Mock suggested it's a better deal for Ayer taxpayers than the earlier plans for an estimated $70 million blended high/middle school project. Under the earlier scenario, Mock estimated Ayer's share at $3 million or more.
Voters must first agree to modify the regional agreement to allow for the debt sharing scenario. If the votes fail, "Frankly we don't know what we're going to do," admitted Mock.
"Hours old" information from MSBA information pegs the project at $56,573,765 with roughly 70 percent ($37,195,769) reimbursement by the state. "That's an extraordinary figure," said Mock.
Ease the pain
Maxant asked if Ayer's contribution towards the Shirley Middle School debt could be offset by the five-year, $500,000 credit that Ayer has agreed to pay to "ease the pain" for Shirley's regionalization assessments.

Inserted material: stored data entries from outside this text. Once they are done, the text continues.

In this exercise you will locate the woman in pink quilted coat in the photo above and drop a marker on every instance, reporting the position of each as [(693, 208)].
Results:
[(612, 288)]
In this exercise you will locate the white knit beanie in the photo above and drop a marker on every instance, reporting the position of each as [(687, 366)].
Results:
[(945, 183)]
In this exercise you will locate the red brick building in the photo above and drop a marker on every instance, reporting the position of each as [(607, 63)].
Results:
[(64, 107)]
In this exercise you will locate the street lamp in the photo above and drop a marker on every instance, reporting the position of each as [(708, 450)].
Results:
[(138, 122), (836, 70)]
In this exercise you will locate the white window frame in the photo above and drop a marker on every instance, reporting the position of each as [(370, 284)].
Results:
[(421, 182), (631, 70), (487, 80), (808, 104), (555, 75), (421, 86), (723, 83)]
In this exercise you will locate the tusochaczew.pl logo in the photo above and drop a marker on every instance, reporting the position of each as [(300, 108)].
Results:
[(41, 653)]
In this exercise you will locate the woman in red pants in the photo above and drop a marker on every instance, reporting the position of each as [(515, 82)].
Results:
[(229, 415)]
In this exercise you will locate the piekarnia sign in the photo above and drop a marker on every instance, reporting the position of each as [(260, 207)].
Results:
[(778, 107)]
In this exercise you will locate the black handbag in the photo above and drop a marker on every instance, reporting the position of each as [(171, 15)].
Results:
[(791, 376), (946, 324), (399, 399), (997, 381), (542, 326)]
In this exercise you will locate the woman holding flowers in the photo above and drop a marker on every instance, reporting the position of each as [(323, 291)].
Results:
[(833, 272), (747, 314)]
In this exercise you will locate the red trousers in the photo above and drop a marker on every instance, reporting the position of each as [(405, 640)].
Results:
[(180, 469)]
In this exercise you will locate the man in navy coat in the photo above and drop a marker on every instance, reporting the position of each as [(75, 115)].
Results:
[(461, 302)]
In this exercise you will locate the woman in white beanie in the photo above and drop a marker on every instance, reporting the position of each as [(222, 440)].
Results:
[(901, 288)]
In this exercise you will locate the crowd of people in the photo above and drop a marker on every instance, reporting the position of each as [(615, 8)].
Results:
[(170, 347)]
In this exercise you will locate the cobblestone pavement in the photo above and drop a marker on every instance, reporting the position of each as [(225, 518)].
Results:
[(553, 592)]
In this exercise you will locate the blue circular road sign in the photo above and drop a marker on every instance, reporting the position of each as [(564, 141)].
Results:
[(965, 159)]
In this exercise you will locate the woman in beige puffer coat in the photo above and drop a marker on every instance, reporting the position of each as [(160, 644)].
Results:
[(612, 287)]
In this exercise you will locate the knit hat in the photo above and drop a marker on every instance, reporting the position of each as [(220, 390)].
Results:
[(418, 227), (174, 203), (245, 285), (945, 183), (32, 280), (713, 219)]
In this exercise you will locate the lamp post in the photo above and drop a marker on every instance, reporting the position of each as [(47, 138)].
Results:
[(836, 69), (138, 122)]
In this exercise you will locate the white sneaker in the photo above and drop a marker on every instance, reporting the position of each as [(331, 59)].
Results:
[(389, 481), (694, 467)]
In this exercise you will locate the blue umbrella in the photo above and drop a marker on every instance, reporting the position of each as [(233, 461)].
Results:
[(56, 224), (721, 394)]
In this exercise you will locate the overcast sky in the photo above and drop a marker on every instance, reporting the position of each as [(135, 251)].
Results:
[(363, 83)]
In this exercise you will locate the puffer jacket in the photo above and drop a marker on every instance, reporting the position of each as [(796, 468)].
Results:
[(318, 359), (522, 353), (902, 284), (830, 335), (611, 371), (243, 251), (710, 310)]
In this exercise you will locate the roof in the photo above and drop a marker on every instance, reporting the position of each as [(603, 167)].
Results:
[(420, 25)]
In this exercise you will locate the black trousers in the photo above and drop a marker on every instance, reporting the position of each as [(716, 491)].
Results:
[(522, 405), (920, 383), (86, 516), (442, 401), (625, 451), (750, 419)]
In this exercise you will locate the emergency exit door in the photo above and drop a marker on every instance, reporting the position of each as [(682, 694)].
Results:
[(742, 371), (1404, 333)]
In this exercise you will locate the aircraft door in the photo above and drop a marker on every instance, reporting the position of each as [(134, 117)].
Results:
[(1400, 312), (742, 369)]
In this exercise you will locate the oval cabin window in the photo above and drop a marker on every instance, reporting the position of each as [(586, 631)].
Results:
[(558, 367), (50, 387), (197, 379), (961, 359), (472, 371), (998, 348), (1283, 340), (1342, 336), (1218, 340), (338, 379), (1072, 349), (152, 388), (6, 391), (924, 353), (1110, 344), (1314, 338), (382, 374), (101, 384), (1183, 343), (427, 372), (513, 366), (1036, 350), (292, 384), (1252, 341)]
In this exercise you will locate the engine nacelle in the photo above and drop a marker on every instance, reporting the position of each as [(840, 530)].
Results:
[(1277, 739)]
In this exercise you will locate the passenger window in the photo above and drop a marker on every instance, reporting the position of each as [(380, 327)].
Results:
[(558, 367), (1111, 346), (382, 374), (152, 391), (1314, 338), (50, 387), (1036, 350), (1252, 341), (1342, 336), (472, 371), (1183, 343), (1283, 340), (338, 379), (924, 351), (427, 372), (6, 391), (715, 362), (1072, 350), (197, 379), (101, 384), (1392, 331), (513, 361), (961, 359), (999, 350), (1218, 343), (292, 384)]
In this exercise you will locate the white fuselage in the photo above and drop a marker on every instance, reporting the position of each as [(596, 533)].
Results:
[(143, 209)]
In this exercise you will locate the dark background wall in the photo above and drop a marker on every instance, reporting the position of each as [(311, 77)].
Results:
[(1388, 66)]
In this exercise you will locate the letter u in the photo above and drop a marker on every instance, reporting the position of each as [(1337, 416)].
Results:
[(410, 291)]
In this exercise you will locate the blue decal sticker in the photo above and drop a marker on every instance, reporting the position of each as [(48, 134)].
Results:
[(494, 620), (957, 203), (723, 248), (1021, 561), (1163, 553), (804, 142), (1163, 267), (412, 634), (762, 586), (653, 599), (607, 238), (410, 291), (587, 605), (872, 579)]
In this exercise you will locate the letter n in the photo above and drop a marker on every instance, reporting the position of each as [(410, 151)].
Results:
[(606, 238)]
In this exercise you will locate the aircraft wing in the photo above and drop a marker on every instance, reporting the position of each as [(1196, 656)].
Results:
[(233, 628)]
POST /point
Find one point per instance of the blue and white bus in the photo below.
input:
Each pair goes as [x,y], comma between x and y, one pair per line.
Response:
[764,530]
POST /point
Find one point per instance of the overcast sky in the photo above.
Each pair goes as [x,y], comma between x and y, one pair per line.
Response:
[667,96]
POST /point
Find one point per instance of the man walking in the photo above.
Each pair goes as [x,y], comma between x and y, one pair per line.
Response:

"Can that be included as a credit to Ayer?" asked Maxant. "To really level the playing field for Ayer?"
"Mr. Maxant, that's not our proposal," answered Mock.
Finance Committee member John Kilcommins asked if school choice, charter and vocational school attrition has slowed since the project has been redefined as a high-school only project.
"We're currently sending out $2.3 million a year to educate kids in other schools," said Kilcommins. "So you're outsourcing 10 cents of every dollar you're getting now" of the district's $24 million budget.
Mock said final enrollment figures firm up in October. Mock said last June the district was "encouraged" to discover 74 percent of students opted to attend the high school. The year before the figure was just 55 percent.
Maxant asked whether the land under the middle school is owned by Shirley or MassDevelopment. Reischutz said the MassDevelopment "carved that out to be Shirley land."
"So the deed has not transferred yet?" asked Maxant. "MassDevelopment's entire cost for the DREZ was zero. They should transfer that land for little cost."
There must be two-town approval within 120 days of the MSBA's anticipated Oct. 3 approval else "we're going to drop to the bottom of the pile at MSBA," warned Mock. "We don't want a Christmastime debt exclusion (vote)." A Nov. 17 debt exclusion vote is tentatively planned.
The Ayer selectmen will spend more time discussing the request on Sept. 25.